But even still, I hate to initiate personal conversations with people. I generally assume that, because they have no reason to care about me before becoming genuine friends, they have no interest in what I have to say. Not even that I often have personal things to say; I don't do much, all said and done, and I often end up the listener in conversations because of that. Of course for that to happen, people need to be willing to open up and talk to me in the first place, ergo, I have to make myself at least seem interesting enough to reach that level of interpersonal relationship, which I don't like doing for the aforementioned reason of inflicting boredom and taking up others' time. I know that people learn that others care for them by trusting that shared private information will remain private (i.e., they expect to share/exchange information); it's sort of a tit for tat, but I'd far rather offer a tit than...give...a...tat(?).
Does this all sound crazy? And if not, am I just so socially inept that I can't tell that everyone has already learned how to finesse this whole thing over?

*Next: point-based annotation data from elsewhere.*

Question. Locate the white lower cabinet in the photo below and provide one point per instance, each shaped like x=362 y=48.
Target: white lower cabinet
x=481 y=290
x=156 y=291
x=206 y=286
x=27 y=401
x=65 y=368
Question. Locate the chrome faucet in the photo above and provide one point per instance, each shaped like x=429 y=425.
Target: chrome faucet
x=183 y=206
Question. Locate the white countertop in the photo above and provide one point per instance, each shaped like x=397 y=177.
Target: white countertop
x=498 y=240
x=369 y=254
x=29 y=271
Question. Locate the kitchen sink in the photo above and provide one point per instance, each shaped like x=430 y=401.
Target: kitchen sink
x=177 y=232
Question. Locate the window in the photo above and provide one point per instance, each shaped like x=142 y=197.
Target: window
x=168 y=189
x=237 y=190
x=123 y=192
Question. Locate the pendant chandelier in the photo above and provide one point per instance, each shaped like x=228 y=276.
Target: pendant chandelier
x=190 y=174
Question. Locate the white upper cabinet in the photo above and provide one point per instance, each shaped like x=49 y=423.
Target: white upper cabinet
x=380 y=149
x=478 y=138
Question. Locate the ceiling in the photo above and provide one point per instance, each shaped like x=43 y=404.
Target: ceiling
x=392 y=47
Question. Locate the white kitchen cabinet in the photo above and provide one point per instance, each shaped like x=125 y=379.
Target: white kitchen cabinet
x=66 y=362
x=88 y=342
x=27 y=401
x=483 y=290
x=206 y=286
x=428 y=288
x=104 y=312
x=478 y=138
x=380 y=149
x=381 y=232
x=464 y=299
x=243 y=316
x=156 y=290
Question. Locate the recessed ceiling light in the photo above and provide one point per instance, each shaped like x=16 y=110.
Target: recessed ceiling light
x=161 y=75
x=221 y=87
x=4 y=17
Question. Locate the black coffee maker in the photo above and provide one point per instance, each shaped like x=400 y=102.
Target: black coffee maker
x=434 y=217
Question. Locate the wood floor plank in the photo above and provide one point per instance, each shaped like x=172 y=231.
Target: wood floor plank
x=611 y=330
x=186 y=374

Then I wonder if I just have trust issues. My older brother, who is probably my closest friend (even if we rarely talk much about personal things, and it's only usually an hour-or-2-long phone call every month or so), never outted me for years, and essentially allowed me to come out to our parents on my own terms, which I did (although he hasn't come out to them, yet). But he did, upon a relay of text messages about 3 1/2 years ago, tell my parents that I had attempted suicide a year prior to that. Maybe having myself "outted" in this way by a person who I had long considered something of a confidante shook my ability to trust people with personal information.
However, the first thing that still comes to mind as preventing me from talking with others, or more specifically initiating conversations, it that I assume people don't care about what I have to say. Not to mention that, if you start a conversation about yourself with someone else, you're saying that you think at least highly enough of yourself to presuppose that this person you're conversing with ought to care about you. And we've already established that I lack most of even this base level of self-confidence. But you'd think, given all the media through which we now have to engage with other people, I'd have some means with which I felt comfortable talking with others. Then again, maybe you wouldn't; after all, on the other side of that forum/blog/facebook post is a thinking individual who's going to evaluate you and what you say, and choose to either engage or ignore you as he/she pleases. That gets back to the self-esteem thing, which bla bla bla....
Nonetheless, part of a person's self-image is built around feedback from others. By depriving myself, am I simply low on input as to what sort of person I am, and thus have largely been responsible for my own self-image? And if that's the case, you can see how problematic that would be given the self-esteem thing bla bla bla....
Ugh, even on this online journal-type-thing, I assume that no one would ever be interested in reading all this. After all, why would they be? It's only me.